In 2014, the charity undertook a project which would focus on making the organisation more agile and streamlined as well as facilitating better communications with regional staff.
"We were basically using conference facilities and star phones and things like that. It was not ideal for a charity that needs very much to think of people working remotely," says Darren O’Keefe, Public Affairs Manager at the Cystic Fibrosis Trust.
He says that that structure did not encourage the kind of collaborative meetings that the charity needed.
"People would feel quite alienated by the facilities because it was just disembodied voices," says O’Keefe.
"Skype for Business allows us to all see each other while we’re talking. So much of communication is based on facial expressions and other things apart from just the words coming out of your mouth," he says.
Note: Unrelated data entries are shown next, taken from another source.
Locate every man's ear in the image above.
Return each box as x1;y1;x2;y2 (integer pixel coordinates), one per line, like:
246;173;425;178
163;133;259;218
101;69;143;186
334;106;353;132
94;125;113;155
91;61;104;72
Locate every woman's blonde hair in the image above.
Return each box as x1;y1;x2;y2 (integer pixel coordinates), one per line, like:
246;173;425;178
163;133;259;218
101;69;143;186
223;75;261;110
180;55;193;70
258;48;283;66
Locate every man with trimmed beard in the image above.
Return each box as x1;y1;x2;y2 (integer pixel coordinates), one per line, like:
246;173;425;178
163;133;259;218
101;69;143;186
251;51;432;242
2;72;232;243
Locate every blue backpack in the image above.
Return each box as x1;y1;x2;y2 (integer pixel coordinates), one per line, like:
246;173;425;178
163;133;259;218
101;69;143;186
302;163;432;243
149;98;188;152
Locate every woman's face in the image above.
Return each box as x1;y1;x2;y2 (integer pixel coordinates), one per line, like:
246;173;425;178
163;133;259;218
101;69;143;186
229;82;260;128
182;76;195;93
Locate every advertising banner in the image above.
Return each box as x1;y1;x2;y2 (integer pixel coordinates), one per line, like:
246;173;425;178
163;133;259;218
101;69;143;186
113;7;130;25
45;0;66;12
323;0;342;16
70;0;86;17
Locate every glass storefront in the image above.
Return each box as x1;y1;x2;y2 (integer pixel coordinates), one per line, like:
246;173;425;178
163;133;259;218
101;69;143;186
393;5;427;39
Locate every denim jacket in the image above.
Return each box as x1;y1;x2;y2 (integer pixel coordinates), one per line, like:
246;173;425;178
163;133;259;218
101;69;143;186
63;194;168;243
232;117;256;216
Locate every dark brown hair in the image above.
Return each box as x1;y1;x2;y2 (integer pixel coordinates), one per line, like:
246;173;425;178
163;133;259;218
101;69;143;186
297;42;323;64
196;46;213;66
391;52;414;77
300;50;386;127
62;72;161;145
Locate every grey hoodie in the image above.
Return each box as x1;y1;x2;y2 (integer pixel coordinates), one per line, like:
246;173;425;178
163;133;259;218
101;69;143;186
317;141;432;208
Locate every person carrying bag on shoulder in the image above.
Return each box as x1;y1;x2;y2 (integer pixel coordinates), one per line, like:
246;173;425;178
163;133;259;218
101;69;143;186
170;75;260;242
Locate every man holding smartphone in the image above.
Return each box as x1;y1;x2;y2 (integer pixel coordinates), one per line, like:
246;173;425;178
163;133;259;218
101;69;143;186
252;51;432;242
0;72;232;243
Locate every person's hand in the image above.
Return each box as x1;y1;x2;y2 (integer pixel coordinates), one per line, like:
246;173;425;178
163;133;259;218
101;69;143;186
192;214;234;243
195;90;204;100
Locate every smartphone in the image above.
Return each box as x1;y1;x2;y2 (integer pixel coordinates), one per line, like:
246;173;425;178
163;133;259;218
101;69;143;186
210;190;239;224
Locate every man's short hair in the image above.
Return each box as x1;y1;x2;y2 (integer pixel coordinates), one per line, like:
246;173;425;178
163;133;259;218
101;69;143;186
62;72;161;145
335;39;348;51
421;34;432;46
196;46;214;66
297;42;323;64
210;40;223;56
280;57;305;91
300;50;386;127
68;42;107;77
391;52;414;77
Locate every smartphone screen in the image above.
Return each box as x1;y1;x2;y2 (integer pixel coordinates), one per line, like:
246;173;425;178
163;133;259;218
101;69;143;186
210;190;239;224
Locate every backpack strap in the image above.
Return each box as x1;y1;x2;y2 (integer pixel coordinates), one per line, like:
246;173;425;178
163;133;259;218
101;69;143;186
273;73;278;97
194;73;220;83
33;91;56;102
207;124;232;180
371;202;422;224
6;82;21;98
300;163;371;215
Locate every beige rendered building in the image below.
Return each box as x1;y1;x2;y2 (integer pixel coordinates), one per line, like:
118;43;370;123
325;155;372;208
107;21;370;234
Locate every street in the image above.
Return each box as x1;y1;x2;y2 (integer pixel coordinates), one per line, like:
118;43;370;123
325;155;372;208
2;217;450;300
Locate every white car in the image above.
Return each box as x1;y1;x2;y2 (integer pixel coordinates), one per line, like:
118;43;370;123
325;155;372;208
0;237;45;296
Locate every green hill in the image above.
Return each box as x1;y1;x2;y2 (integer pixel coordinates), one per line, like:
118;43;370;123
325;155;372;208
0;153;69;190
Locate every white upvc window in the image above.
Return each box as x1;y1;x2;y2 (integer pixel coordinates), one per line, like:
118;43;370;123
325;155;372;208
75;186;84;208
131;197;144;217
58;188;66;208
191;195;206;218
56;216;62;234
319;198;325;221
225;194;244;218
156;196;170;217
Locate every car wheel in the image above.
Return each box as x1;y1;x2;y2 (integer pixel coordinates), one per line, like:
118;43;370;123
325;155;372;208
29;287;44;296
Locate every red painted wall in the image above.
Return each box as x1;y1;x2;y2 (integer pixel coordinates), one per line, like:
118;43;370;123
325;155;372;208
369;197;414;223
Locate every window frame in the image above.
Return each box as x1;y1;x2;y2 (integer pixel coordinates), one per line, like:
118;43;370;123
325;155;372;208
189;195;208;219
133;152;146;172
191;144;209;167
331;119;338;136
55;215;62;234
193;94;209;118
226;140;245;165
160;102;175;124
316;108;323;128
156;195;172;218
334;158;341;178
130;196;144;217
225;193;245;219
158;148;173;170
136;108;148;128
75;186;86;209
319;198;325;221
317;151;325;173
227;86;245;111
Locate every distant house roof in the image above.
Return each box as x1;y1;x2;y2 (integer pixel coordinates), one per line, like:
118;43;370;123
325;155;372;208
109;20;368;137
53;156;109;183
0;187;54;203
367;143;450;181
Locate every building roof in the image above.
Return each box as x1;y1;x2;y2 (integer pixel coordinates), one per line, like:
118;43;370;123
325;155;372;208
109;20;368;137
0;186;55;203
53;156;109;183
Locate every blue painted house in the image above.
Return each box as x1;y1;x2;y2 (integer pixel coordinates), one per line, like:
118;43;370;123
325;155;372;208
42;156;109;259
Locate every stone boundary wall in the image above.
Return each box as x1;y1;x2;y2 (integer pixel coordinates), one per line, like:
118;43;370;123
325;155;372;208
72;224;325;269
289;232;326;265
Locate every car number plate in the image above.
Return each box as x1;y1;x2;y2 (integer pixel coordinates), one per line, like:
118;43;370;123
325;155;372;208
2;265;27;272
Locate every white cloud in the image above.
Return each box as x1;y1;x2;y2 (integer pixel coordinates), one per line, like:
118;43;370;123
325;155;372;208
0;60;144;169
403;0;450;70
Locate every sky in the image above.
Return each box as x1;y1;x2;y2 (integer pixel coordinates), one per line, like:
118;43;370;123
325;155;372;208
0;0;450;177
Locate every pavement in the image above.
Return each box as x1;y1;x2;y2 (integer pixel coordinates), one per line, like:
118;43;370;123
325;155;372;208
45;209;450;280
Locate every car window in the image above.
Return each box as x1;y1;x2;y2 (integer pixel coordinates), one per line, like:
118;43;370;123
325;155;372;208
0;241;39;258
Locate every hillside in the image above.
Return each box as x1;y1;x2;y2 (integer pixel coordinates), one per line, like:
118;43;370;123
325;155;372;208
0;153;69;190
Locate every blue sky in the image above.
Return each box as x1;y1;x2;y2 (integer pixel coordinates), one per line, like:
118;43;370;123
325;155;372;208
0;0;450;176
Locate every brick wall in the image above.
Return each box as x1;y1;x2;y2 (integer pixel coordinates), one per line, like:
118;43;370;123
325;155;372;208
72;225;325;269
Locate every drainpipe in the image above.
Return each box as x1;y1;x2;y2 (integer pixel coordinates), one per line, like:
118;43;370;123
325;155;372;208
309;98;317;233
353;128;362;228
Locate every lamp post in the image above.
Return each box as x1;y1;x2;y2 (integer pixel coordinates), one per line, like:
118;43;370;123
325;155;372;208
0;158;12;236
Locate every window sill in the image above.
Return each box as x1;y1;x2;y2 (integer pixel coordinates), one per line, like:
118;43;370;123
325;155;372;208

O’Keefe says that his team feel that people know they are there and are more willing to contribute to the discussions, where previously they might have logged onto the cool, listened and simply stayed quiet.
"Previously they felt quite shy because they couldn’t see who was on the call. It’s as close to being in the room with us as they could hope. My team feel much more included in the conversation and have more courage to have input."
The solution conveys another benefit formerly reserved for people in a single room: the ability to share documents during a meeting.
A recent application of the technology was in a digital workshop for cystic fibrosis sufferers providing them with an introduction to Parliament in order to help them engage better with the political process.
The initiative used Microsoft Skype for Business to allow individuals from the cystic fibrosis community from Glasgow to London who signed up to take part in the virtual experience.
O’Keefe plans to use the technology increasingly in future campaigning.
"It’s going to be integral, hopefully, to my campaigning moving forward. Absolutely core to what I do are people with CF.
"If I want to get MPs to help me pressure the government I have to be able to link arguments to the MPs’ constituents, otherwise the MPs aren’t really interested."
In other words, across charities, this kind of technology could connect the sufferers of debilitating illnesses with the decision-makers whose choices control their lives, and allow them to make their case directly.
"This way I can give people with CF the confidence to make contact with MPs and establish a relationship. People with other conditions can turn up in person and lobby in person; we have to do it virtually."
More broadly, he thinks that the event reveals how much video conferencing can bring to education.
"You could project any kind of education through this virtual means. It could help anybody who needs to learn, from children studying through to elderly people needing to learn how to use the internet."